F. Note-se que o único fundamento que tenta invocar a favor da tempestividade do pagamento da caução não funciona e o Tribunal da Relação erra clamorosamente ao interpretar e aplicar erradamente o artigo 10.º da Portaria n.º 9/2013, de 10 de Janeiro, retirando do preceito consequências que o mesmo não tem e ignorando, uma vez mais a letra da Lei quando a mesma estabelece, no número 1 e no número 2 que o comprovativo de pagamento tem de ser junto com a oposição.

G. Por outro lado, a conclusão que o Tribunal da Relação retira do número 1 do artigo 21.º da Portaria n.º 419-A/2009, de 17 de Abril não é admissível, uma vez que o referido preceito existe para regular situações que não são a do presente caso, não cabendo nunca à secretaria a função de emitir guias para este fim.

H. Contrariamente ao decidido pelo Tribunal a quo, o pagamento da caução não é tempestivo, sendo a decisão recorrida violadora dos números 3 e 4 do artigo 15-F do NRAU e dos princípios que regem a ação especial de despejo.

I. O pagamento da caução só pode ser considerado para efeitos de admissão da oposição se o mesmo tiver sido efetuado dentro do prazo legal de que o inquilino dispões para apresentar a sua oposição ao requerimento de despejo.

J. Na ação especial de despejo, o pagamento da taxa de justiça e da caução constituem verdeiros pressupostos processuais, sem os quais a fase declarativa da ação especial de despejo não pode prosseguir.

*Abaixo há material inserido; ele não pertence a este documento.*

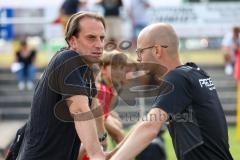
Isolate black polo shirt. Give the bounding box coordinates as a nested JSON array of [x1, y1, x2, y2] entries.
[[154, 63, 233, 160], [18, 50, 96, 160]]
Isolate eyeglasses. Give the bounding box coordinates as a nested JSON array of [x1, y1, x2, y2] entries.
[[136, 45, 168, 58]]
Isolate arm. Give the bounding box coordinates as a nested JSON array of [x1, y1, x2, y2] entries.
[[68, 95, 104, 160], [111, 108, 168, 160], [105, 115, 124, 143]]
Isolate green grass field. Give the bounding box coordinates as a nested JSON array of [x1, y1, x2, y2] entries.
[[108, 127, 240, 160]]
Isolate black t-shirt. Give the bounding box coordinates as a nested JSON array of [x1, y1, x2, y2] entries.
[[154, 63, 233, 160], [16, 50, 36, 66], [62, 0, 79, 16], [18, 50, 96, 160]]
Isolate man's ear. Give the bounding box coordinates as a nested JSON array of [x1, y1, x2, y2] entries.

K. O comprovativo de pagamento da taxa de justiça e da caução tem de ser junto à oposição, conforme resulta do disposto no número 3 do artigo 15-F do NRAU e do número 1 e 2 do artigo 10.º da Portaria n.º 9/2013, de 10 de Janeiro. Caso o mesmo não aconteça, o Tribunal deve notificar a parte, ao abrigo do disposto no número 1 do artigo 6.º do Código Processo Civil, para proceder à sua junção, que foi precisamente o que fez o Tribunal da 1.ª instância no presente caso.

L. É bastante diferente ser notificado para juntar o comprovativo de um pagamento que já tinha de ter sido feito e juntar um comprovativo de um pagamento efetuado porque se recebeu a notificação.

M. No presente caso, o pagamento da caução foi realizado pela reqda. muito depois de ter terminado o prazo para apresentação da oposição, logo para pagamento da caução. Com efeito, não está verificado um pressuposto de admissibilidade da oposição pelo que não poderá a mesma ser tida por deduzida.

N. Alegar inconstitucionalidade por falta de notificação para pagamento não faz nenhum sentido na presente ação.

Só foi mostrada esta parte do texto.